This research was authored by Advait Sarkar, Sean Rintel, Damian Borowiec, Rachel Bergmann, Sharon Gillett, Danielle Bragg, Nancy Baym, and Abigail Sellen and part of a larger project about meetings during the COVID-19 pandemic.

Tell, don’t show: how to teach AI

Should we teach good behaviour to Artificial Intelligence (AI) through our feedback, or should we try and tell it a set of rules explaining what good behaviour is? Both approaches have advantages and limitations, but when we tested them in a complex scenario, one of them emerged the winner.

If AI is the future, how will we tell it what we want it to do?

Artificial intelligence is capable of crunching through enormous datasets and providing us assistance in many facets of our lives. Indeed, it seems this is our future. An AI assistant may help you decide what gifts to buy for a friend, or what books to read, or who to meet, or what to do on the weekend. In the worst case, of course, this could be dystopian – AI controls us, and not the other way around, we’ve all heard that story – but in the best case, it could be incredibly stimulating, deeply satisfying, and profoundly liberating.

But an important and unsolved problem is that of specifying our intent, our goals, and our desires, for the AI system. Assuming we know what we want from the AI system (this is not always the case, as we’ll see later), how do we teach the system? How do we help the system learn what gifts might be good for a friend, what books we might like to read, the people we might like to meet, and the weekend activities we care about?

There are many parts to this problem, and many solutions. The solution ultimately depends on the context in which we’re teaching the AI, and the task we’re recruiting it to do for us. So in order to study this, we need a concrete problem. Luckily for me, Ruixue Liu decided to join us at Microsoft for an internship in which she explored a unique and interesting problem indeed. The problem we studied was how to teach an AI system to give us information about a meeting, where for some reason, we can’t see the meeting room.

Our problem: eyes-free meeting participation

When people enter a meeting room, they can typically pick up several cues: who is in the meeting? Where in the room are they? Are they seated or standing? Who is speaking? What are they doing? Research shows that not having this information can be very detrimental to meeting participation.

Unfortunately, in many modern meeting scenarios, this is exactly the situation we find ourselves in. People often join online meetings remotely without access to video, due to device limitations, poor Internet connections, or because they are engaged in parallel “eyes-busy” tasks such as driving, cooking, or going to the gym. People who are blind or low vision also describe this lack of information as a major hurdle in meetings, whether in-person or online.

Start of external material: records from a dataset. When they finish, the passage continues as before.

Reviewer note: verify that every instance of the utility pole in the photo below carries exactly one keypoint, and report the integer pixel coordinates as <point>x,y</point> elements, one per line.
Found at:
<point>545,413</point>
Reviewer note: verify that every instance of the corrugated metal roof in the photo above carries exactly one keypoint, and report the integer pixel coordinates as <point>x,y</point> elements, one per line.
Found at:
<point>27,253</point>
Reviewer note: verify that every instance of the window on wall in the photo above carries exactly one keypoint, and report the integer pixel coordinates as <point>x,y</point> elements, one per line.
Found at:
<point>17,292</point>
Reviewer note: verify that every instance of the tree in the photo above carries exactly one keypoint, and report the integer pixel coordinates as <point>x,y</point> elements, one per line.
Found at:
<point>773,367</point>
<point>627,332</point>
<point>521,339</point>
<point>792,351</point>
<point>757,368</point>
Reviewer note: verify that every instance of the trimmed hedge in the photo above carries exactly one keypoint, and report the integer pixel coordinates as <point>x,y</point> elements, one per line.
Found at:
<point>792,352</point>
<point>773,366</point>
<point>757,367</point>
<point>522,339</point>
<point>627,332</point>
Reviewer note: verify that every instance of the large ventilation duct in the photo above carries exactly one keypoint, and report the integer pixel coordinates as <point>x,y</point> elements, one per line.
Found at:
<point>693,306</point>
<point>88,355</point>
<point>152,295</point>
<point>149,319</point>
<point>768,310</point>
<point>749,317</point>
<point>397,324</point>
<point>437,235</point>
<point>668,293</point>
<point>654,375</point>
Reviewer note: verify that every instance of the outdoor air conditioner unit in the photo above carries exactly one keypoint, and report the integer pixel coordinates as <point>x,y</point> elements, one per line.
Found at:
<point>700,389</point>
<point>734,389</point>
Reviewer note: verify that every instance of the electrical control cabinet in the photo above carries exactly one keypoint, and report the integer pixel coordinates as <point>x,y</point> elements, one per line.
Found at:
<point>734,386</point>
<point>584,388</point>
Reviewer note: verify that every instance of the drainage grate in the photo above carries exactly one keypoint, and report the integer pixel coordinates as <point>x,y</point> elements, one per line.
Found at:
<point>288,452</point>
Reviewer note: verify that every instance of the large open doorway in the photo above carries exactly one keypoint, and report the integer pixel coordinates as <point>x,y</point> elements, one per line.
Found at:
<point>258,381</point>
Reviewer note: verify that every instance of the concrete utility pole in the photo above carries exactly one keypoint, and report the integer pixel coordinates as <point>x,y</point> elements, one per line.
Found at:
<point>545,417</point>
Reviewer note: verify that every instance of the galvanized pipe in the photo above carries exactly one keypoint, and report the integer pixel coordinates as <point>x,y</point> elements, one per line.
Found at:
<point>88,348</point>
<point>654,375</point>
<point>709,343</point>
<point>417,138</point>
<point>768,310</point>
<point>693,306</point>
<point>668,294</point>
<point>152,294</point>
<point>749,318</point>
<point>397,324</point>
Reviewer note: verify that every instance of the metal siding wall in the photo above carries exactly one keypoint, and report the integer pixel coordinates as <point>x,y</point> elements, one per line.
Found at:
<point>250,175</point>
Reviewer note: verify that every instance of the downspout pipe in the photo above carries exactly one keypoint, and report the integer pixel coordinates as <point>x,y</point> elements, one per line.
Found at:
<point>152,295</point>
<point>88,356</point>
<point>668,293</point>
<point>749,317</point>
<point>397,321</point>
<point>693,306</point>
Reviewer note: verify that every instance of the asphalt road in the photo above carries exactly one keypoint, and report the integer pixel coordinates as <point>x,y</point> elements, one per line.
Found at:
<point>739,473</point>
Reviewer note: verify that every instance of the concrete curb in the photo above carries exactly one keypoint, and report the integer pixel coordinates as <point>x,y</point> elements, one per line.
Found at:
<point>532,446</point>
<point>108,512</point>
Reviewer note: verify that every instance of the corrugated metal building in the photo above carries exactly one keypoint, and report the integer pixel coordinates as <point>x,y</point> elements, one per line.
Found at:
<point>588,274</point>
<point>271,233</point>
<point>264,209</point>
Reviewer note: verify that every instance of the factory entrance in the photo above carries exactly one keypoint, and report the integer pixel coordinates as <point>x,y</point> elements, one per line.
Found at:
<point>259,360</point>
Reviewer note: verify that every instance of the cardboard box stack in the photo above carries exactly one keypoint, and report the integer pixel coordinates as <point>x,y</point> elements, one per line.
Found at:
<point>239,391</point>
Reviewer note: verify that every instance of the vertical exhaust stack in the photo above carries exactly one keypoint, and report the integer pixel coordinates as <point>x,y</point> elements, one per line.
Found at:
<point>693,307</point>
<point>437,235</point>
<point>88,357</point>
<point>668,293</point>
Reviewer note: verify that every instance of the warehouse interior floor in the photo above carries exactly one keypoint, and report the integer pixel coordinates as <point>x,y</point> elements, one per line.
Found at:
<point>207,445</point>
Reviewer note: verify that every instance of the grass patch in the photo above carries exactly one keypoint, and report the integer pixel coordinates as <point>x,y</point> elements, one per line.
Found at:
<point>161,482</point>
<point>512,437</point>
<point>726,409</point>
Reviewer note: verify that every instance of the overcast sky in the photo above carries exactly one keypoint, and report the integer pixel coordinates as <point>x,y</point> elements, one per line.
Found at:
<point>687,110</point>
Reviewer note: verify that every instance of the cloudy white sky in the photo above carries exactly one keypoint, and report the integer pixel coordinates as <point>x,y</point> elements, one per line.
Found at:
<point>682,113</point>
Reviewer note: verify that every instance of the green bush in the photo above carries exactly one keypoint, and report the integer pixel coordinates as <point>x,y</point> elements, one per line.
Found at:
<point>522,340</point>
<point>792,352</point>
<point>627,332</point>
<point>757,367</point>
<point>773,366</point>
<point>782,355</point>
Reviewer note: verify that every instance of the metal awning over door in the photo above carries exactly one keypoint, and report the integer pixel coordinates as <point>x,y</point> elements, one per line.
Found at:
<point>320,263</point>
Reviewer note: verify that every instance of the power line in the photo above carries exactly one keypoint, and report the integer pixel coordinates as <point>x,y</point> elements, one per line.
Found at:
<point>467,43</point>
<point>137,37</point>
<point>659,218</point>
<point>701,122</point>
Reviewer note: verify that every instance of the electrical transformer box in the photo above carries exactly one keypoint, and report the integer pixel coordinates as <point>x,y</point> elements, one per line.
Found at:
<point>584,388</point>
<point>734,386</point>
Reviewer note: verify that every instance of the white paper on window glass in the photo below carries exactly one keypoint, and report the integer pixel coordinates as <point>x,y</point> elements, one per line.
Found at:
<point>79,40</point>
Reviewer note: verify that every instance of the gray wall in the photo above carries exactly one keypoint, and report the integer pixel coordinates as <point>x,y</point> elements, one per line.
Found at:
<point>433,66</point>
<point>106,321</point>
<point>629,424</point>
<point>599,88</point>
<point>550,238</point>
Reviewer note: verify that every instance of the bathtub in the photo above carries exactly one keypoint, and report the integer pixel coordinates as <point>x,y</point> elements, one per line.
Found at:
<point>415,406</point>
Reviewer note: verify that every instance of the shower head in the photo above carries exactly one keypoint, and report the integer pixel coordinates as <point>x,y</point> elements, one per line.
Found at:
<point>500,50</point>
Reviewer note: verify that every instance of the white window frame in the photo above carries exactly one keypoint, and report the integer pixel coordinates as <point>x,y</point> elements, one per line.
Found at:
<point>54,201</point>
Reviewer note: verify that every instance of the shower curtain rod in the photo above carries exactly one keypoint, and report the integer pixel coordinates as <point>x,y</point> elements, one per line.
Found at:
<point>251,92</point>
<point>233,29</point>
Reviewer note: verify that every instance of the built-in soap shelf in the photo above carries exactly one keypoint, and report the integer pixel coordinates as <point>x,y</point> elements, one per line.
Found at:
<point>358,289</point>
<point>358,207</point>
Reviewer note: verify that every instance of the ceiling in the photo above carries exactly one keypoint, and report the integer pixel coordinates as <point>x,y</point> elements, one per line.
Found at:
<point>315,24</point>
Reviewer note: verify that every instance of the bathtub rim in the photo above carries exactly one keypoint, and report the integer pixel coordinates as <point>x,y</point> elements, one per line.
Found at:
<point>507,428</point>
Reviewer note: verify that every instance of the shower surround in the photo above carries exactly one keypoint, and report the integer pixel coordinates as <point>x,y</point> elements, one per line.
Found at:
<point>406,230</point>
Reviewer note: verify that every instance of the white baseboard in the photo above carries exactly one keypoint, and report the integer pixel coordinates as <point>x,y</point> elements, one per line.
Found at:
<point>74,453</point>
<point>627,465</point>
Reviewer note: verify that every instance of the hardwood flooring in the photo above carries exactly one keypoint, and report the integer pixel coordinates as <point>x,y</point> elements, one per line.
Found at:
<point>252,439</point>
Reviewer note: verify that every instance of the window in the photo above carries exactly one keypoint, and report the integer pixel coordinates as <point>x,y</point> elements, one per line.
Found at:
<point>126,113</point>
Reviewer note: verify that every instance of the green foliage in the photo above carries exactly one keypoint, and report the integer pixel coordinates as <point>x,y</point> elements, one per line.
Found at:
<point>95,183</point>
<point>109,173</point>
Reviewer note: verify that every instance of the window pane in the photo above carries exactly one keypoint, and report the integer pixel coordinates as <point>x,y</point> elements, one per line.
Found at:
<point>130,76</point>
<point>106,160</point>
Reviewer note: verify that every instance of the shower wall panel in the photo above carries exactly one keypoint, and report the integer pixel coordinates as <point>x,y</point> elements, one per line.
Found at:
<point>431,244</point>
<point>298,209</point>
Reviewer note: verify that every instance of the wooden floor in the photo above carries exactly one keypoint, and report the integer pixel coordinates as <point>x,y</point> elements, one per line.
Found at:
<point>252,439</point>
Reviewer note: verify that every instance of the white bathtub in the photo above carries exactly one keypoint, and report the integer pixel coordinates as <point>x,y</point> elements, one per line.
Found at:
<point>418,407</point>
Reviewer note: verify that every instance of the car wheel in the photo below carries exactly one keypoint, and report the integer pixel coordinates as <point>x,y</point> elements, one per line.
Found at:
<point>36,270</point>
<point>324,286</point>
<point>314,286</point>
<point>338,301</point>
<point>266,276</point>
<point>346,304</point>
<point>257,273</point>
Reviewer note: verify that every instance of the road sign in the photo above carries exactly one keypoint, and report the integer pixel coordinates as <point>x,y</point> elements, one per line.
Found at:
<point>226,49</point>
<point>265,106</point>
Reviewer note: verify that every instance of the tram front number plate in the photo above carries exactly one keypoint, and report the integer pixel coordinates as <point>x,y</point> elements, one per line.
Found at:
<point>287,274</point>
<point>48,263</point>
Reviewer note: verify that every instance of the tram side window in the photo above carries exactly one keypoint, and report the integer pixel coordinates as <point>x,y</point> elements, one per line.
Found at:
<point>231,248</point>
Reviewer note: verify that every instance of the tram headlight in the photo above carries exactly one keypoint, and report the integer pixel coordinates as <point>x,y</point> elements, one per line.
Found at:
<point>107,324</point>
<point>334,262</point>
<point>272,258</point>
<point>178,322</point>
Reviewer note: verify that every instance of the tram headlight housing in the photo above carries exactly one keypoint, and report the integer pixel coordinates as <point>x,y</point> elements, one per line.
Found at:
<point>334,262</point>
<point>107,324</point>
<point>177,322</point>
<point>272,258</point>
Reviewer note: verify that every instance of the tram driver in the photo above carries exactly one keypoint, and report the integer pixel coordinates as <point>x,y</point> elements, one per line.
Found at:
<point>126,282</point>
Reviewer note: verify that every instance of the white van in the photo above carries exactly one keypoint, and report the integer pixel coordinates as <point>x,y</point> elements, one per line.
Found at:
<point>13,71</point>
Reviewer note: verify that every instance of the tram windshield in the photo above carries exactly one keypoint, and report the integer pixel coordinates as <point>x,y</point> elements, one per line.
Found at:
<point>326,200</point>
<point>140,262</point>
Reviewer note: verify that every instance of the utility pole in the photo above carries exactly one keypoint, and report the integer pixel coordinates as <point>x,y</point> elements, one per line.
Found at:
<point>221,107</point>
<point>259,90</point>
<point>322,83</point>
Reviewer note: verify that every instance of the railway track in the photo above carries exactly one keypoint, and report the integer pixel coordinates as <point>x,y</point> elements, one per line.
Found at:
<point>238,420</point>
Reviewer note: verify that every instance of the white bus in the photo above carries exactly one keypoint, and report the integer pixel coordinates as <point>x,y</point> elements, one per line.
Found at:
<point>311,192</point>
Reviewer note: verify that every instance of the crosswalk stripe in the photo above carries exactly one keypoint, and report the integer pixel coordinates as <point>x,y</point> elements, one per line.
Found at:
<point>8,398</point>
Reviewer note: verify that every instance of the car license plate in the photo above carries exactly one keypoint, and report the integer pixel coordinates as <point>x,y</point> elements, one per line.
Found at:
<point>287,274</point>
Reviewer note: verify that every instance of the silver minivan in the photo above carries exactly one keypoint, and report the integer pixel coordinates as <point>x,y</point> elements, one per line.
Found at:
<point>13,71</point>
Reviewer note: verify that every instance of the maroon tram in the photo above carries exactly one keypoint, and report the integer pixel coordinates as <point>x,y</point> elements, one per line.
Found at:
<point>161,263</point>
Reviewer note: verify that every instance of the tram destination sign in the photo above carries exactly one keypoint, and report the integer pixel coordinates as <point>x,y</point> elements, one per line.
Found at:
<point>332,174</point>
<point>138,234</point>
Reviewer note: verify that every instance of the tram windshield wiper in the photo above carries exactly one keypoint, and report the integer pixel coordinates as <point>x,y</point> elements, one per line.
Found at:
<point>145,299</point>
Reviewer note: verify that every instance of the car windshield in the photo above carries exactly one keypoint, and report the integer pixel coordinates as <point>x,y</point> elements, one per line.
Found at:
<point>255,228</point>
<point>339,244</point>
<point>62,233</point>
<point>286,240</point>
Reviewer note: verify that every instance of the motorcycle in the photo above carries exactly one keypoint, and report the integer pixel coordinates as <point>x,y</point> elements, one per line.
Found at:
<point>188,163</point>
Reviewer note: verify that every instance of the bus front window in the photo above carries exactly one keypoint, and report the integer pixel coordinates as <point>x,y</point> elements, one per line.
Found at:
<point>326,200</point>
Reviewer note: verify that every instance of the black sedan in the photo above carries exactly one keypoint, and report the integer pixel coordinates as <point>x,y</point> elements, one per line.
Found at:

We think an AI system could use cameras in meeting rooms to present this information to people who, for whatever reason, cannot see the meeting room. This information could be relayed via computer-generated speech, or special sound signals, or even through haptics. Given that the participant only has a few moments to understand this information as they join a meeting, it’s important that only the most useful information is given to the user. Does the user want to know about people’s locations? Their pose? Their clothes? What information would be useful and helpful for meeting participation?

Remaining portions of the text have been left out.